Bruscamente se le había transformado la vida, ¿mas, por qué su esposa no lo miró antes de acostarse?
Recordándolo, le parecía raro el tono de su voz, que ahora se le presentaba un poco desnaturalizada por el deseo de que el pensamiento expresado pareciera la consecuencia de una actitud natural.

Y, aunque desasosegado, no se movía.

El tiempo no pasaba nunca en las tinieblas, pero descentrado por una ansiedad de espera, sentía que la mitad longitudinal de su cuerpo pesaba más que la otra debido a un repentino descentramiento de la conciencia.

Y no quería asomarse a sus pensamientos, porque le parecía que de levantar la cabeza chocaría la frente con ellos.

Luego, entornando los ojos, miró por el intersticio de los postigos el cilindro amarillo que en el fanal del farol oscilaba tristemente y se dio cuenta que en la calle soplaba el viento.

Pero no se movía; tan inmóvil estaba, que lo sobresaltó la voz de su esposa preguntando:

—¿Qué te pasa que no dormís?

Y a las doce de la noche estaba aún despierto.

Tal silencio pesaba en el cubo negro de la estancia, que el silencio parecía el susurro tibio de los fantasmas desprendiéndose de los muros. Había algo de horrible en esa situación.

Tenía la impresión de que su esposa estaba incorporada junto a la almohada, pero él no la reconocía, porque de aquel semblante amable durante el día solo restaba un perfil de hueso de nariz rampante y terrible mirada lechosa, que, atravesando su carne, estampaba en su conciencia un dictado terrible.
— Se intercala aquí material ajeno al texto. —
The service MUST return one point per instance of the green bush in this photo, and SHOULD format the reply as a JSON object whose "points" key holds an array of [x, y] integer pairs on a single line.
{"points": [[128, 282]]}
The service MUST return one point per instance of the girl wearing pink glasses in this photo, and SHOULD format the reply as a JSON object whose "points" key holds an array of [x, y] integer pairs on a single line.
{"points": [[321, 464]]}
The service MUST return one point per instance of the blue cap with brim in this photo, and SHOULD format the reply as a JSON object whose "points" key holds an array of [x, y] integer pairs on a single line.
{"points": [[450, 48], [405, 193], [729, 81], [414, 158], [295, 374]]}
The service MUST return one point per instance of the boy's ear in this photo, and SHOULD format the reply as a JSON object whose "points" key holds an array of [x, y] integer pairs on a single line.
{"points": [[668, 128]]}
Tan fuerte era el llamado implacable, que se revolvió espantado en su cama, al tiempo que con su voz suave le preguntaba su esposa:

—¿Qué te pasa que no dormís?

No podían dormir.

Los atenaceaba el mismo deseo pesado, la igual perspectiva de desastre que podían desencadenar sobre el albañil; y la figura de Cosme surgía ante sus ojos, desmesurada en la soledad de la callejuela, encorvada en el pescante de su carrito, con el pelo enredado sobre la frente y soslayando con sus ojuelos verdosos la carga roja de polvo de ladrillo.

O veían esto otro: y era el sargento de policía llegando en el crepúsculo a la casa de Cosme, golpeaba las manos, y de pronto, ellos, escondidos detrás de la ventana que daba al jardín, escuchaban:

—¡Señora… su marido está preso por ladrón!...
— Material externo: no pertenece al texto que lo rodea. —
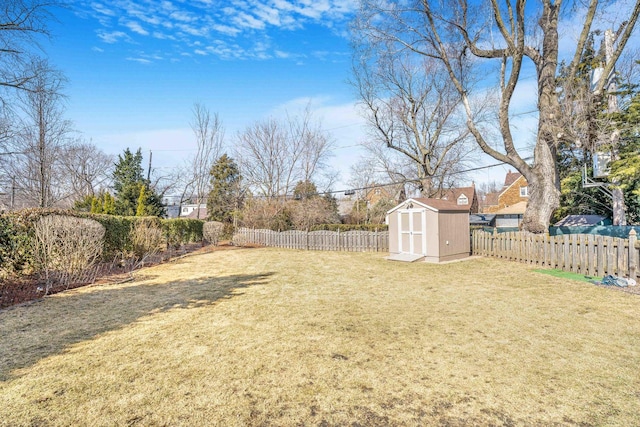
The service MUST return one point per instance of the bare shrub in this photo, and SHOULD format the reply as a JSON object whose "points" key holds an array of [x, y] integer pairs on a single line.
{"points": [[146, 241], [211, 231], [67, 249]]}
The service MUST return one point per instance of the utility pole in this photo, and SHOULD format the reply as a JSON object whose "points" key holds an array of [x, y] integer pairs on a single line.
{"points": [[13, 192], [619, 217], [149, 170]]}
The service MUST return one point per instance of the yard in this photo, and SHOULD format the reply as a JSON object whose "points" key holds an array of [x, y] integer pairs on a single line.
{"points": [[285, 337]]}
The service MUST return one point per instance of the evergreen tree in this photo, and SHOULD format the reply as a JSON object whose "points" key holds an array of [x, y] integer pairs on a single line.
{"points": [[142, 199], [128, 182], [225, 197], [108, 204], [96, 205], [626, 170]]}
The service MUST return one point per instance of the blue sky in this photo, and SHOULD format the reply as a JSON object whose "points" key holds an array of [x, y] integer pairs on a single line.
{"points": [[136, 68]]}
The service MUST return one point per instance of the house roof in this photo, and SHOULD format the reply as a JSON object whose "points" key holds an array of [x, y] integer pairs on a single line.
{"points": [[582, 220], [437, 205], [194, 214], [481, 219], [452, 194], [491, 199], [517, 208]]}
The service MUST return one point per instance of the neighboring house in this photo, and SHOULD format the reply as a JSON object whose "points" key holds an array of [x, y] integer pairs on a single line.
{"points": [[583, 221], [462, 196], [191, 211], [514, 191], [510, 216], [486, 220]]}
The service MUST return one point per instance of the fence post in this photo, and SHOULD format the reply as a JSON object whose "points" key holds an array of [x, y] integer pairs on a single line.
{"points": [[632, 254]]}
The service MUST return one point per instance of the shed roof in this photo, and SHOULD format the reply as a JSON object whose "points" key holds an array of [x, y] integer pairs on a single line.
{"points": [[437, 205]]}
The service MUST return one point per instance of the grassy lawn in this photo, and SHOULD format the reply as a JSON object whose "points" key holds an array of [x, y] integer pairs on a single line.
{"points": [[283, 337]]}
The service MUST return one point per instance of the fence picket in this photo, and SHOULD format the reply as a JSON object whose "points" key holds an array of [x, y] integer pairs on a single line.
{"points": [[319, 240], [584, 254]]}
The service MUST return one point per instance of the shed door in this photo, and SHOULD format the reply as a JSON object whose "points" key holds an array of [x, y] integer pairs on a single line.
{"points": [[412, 235]]}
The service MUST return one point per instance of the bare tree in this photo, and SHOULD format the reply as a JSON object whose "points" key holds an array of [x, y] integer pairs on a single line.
{"points": [[41, 137], [413, 109], [274, 155], [22, 23], [512, 37], [209, 135], [87, 169]]}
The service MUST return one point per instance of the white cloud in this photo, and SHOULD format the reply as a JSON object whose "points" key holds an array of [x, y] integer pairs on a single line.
{"points": [[226, 29], [136, 28], [247, 21], [113, 36], [237, 21]]}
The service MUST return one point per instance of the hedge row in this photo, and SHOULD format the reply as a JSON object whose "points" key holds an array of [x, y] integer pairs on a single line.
{"points": [[17, 235]]}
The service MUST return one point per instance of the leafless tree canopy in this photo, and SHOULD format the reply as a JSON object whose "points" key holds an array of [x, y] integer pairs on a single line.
{"points": [[87, 169], [415, 116], [503, 38], [274, 155], [40, 139], [22, 24]]}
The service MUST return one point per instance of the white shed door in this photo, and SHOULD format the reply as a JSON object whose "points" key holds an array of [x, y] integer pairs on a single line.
{"points": [[411, 229]]}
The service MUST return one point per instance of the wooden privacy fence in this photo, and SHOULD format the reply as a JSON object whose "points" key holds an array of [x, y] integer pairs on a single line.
{"points": [[579, 253], [351, 241]]}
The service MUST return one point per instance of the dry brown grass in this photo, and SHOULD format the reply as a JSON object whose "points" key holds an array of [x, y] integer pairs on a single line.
{"points": [[278, 337]]}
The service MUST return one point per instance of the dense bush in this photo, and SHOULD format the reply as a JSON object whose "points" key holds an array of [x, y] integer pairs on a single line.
{"points": [[180, 231], [212, 231], [66, 248], [16, 250], [17, 235], [146, 239]]}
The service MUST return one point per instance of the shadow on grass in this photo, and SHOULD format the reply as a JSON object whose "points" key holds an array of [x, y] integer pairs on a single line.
{"points": [[47, 327]]}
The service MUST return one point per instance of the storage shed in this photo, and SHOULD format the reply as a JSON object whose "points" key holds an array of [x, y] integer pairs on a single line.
{"points": [[431, 229]]}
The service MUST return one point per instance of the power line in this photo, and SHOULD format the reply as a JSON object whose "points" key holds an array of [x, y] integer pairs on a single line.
{"points": [[405, 181]]}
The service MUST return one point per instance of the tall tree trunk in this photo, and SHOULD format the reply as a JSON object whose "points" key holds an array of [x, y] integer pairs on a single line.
{"points": [[543, 177]]}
Un grito desgarrador cruzaba la perspectiva y la mujer caía desvanecida en el patio de mosaico, mientras que ellos solícitos acudían corriendo y preguntando:

—¿Qué le pasa, señora… qué le pasa?

Y ya Joaquín, no pudiendo soportar más su pensamiento, dijo en voz alta:

—No; por eso no lo van a condenar.
—¿Por qué?

Dejó él caer el brazo en la almohada de su esposa y dijo:

—Le darán dos años de cárcel… pero condicional… Lo único es el dolor de cabeza.
—Te entiendo.
—De lo que me alegro, porque uno es sensible aunque no quiera. Eso sí… lo más que le va a pasar es que le rematarán la casa…
—¿Quién?...
—El dueño de la otra obra… por daños y perjuicios.

En silencio se refocilaron los cónyuges, asomados a la siniestra perspectiva judicial de una tarde de domingo, con la callejuela recorrida de honestos propietarios, excitados por un remate ordenado por el juez. ¡Qué plato para la ferocidad del barrio!
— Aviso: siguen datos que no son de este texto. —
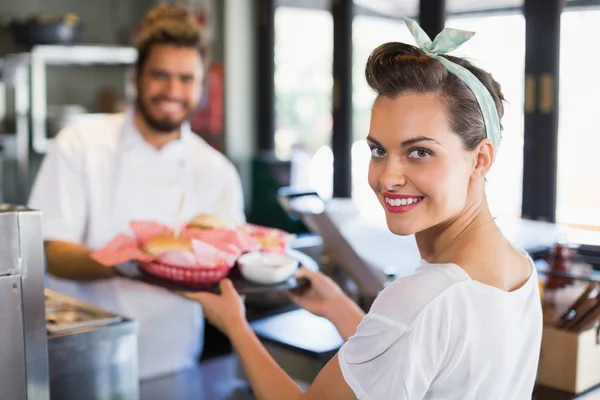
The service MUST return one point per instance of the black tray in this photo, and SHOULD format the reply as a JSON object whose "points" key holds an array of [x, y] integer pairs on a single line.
{"points": [[133, 271]]}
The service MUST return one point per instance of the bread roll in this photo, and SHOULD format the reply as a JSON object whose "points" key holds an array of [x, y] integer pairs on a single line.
{"points": [[165, 243]]}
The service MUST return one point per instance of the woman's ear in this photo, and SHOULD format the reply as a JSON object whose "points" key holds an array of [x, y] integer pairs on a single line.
{"points": [[483, 160]]}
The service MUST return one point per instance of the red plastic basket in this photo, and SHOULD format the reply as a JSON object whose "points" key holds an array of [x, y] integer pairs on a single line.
{"points": [[190, 275]]}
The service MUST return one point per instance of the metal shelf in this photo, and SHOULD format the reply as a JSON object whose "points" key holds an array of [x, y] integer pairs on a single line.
{"points": [[83, 55]]}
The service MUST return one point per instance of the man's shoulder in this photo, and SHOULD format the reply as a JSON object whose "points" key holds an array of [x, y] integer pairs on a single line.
{"points": [[206, 154], [96, 132]]}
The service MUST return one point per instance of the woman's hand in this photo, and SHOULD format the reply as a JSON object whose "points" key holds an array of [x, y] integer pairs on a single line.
{"points": [[322, 297], [226, 311], [326, 299]]}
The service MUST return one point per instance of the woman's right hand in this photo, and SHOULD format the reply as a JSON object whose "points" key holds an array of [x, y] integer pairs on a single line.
{"points": [[322, 297], [326, 299]]}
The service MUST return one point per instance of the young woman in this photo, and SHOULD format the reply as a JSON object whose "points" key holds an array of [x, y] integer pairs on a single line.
{"points": [[467, 323]]}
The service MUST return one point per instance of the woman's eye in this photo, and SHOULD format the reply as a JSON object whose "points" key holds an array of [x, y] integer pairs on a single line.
{"points": [[377, 152], [419, 153]]}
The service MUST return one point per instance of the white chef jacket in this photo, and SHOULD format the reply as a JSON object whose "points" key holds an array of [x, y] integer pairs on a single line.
{"points": [[100, 175]]}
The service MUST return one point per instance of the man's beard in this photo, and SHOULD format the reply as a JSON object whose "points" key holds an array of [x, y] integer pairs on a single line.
{"points": [[164, 126]]}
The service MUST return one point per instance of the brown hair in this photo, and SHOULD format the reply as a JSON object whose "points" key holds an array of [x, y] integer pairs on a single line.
{"points": [[395, 68], [173, 25]]}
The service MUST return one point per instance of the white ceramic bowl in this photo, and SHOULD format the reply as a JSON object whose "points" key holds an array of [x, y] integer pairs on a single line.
{"points": [[267, 268]]}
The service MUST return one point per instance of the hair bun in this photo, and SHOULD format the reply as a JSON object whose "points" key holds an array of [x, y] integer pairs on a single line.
{"points": [[172, 12]]}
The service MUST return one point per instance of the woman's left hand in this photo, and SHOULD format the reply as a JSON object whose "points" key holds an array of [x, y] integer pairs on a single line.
{"points": [[226, 311]]}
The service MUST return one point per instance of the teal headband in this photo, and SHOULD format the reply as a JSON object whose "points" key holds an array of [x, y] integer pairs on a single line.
{"points": [[448, 40]]}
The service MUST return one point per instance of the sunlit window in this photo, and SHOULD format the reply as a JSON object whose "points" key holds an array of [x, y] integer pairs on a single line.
{"points": [[303, 95], [578, 194]]}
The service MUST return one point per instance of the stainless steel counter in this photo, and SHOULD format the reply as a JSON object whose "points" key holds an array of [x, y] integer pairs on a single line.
{"points": [[216, 380], [92, 354]]}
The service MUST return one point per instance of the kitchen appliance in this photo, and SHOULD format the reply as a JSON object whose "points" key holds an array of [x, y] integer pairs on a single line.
{"points": [[92, 353], [23, 344]]}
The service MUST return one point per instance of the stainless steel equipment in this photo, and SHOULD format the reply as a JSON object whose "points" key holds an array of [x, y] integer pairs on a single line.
{"points": [[23, 342], [92, 353]]}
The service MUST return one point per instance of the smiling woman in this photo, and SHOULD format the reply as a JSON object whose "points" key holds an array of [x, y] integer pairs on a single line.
{"points": [[467, 324]]}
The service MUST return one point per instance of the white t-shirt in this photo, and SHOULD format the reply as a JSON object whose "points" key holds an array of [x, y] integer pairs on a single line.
{"points": [[438, 334], [100, 175]]}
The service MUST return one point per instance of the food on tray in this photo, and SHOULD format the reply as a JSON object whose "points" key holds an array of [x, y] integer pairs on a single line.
{"points": [[209, 221], [203, 252], [267, 268], [271, 239], [168, 242]]}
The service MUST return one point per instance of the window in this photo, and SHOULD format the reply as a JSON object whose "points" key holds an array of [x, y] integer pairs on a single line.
{"points": [[578, 188], [303, 90]]}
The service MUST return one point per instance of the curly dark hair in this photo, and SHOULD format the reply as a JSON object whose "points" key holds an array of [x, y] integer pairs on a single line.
{"points": [[170, 24], [398, 68]]}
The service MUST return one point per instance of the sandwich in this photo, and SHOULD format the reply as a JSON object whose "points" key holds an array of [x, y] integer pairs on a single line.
{"points": [[168, 243], [203, 222]]}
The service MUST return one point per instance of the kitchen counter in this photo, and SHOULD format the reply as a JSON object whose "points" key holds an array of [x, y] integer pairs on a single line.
{"points": [[214, 379], [217, 379]]}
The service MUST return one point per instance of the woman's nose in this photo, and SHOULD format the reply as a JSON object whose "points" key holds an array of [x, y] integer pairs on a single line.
{"points": [[393, 176]]}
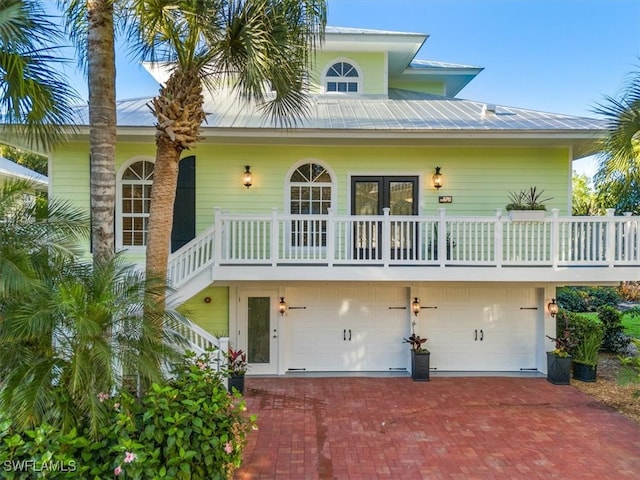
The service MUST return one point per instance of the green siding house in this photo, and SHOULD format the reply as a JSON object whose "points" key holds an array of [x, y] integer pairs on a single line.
{"points": [[313, 263]]}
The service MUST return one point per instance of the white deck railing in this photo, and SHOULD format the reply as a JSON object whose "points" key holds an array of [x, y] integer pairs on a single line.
{"points": [[385, 240]]}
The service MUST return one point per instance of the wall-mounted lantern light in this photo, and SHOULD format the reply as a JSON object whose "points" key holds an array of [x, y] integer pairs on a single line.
{"points": [[282, 306], [247, 176], [415, 306], [437, 179]]}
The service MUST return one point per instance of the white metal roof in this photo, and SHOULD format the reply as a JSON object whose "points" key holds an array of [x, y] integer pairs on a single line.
{"points": [[403, 110], [11, 170]]}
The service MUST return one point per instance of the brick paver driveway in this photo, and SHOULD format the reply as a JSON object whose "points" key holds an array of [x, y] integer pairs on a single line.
{"points": [[449, 428]]}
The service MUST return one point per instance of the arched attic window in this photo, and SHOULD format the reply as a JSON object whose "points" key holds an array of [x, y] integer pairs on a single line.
{"points": [[134, 192], [310, 192], [342, 77]]}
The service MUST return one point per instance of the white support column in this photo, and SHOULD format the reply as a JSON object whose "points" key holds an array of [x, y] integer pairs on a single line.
{"points": [[275, 237], [331, 237], [442, 237], [217, 239], [385, 244], [555, 237], [610, 252], [498, 236]]}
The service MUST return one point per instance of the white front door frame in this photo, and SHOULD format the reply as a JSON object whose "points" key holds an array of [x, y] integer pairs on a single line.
{"points": [[244, 335]]}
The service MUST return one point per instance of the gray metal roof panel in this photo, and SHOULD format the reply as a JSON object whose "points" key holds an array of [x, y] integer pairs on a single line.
{"points": [[403, 110], [10, 169]]}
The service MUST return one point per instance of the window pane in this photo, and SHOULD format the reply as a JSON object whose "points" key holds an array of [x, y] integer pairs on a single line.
{"points": [[258, 325]]}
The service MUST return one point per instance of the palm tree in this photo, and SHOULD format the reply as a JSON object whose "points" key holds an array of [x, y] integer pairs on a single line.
{"points": [[91, 25], [35, 100], [618, 175], [70, 331], [261, 49]]}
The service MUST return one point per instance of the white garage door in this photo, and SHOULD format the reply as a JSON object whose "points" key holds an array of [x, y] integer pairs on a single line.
{"points": [[342, 328], [481, 329]]}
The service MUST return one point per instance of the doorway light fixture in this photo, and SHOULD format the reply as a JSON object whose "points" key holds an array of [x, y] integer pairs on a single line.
{"points": [[437, 179], [282, 306], [415, 306], [247, 176]]}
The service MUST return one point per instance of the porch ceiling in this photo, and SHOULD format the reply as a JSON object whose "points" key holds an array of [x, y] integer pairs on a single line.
{"points": [[544, 275]]}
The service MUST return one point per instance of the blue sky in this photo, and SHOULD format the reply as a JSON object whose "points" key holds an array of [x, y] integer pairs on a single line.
{"points": [[551, 55]]}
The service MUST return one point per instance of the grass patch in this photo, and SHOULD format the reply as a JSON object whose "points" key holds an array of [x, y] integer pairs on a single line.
{"points": [[631, 324], [629, 321]]}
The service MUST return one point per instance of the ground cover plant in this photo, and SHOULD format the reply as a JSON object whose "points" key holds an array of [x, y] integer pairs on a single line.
{"points": [[189, 428]]}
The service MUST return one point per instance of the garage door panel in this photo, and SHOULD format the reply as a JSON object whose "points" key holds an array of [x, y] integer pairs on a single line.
{"points": [[484, 330], [352, 329]]}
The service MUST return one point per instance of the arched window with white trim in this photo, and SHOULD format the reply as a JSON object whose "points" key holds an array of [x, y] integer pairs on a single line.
{"points": [[311, 191], [133, 202], [342, 77]]}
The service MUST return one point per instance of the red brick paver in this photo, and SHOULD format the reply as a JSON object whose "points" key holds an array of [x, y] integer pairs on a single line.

Veían la bandera roja flameando en la caña tacuara, mientras que ellos, seguros, calafateados en su “casa propia” comentaban en rueda con el carbonero y la panadera las ventajas de ser honrados y esas desgracias que ocurren por “ensuciarse por una miseria”.

Paladeando sus frases, Joaquín agregó:

—A nadie le gusta pagar… y el dueño de la obra va a encontrar admirable el pretexto de que Cosme lo robaba para hacerlo meter preso y no aflojar la plata que le debe…
—¿Pero por una miseria así?...

Joaquín replicó indignado:

—¿Una miseria? ¡Estás loca tú! El otro día lo pusieron preso a un carpintero por llevarse unas alfarjías y un paquete de clavos de la obra. ¿Dónde iríamos a parar si cada uno hiciera lo que quisiera? ¡No, m’hijita, hay que ser honrados!
—Sí, la frente limpia… ¿pero cómo vas a hacer?...
—Mañana me averiguo dónde está la obra… la dirección del dueño…
—No le vas a escribir, ¡eh!...
—Sí… pero le hago un anónimo a máquina.
—¡Cómo se va a poner la hipocritona de su mujer! Fijáte que ayer, con pretexto de enseñarme un figurín, me dice: “Ah, ¡no sabe?, cuando mi marido termine la obra le vamos a poner persiana a todas las puertas”. Y todo, ¿sabés para qué?, para hacerme “estrilar”.(1)
—¡Qué gentuza!
—Y pensar que uno tiene que tratarse con ellos…
—Dejá… mañana lo arreglamos.

Bostezó Joaquín un instante, y ya cansado, dijo:

—Me voy a dormir. Hasta mañana, querida.
—¿Y no me das un beso?
—Tomá… y que duermas bien.



(1) Estrilar: Rabiar, impacientarse, irritarse.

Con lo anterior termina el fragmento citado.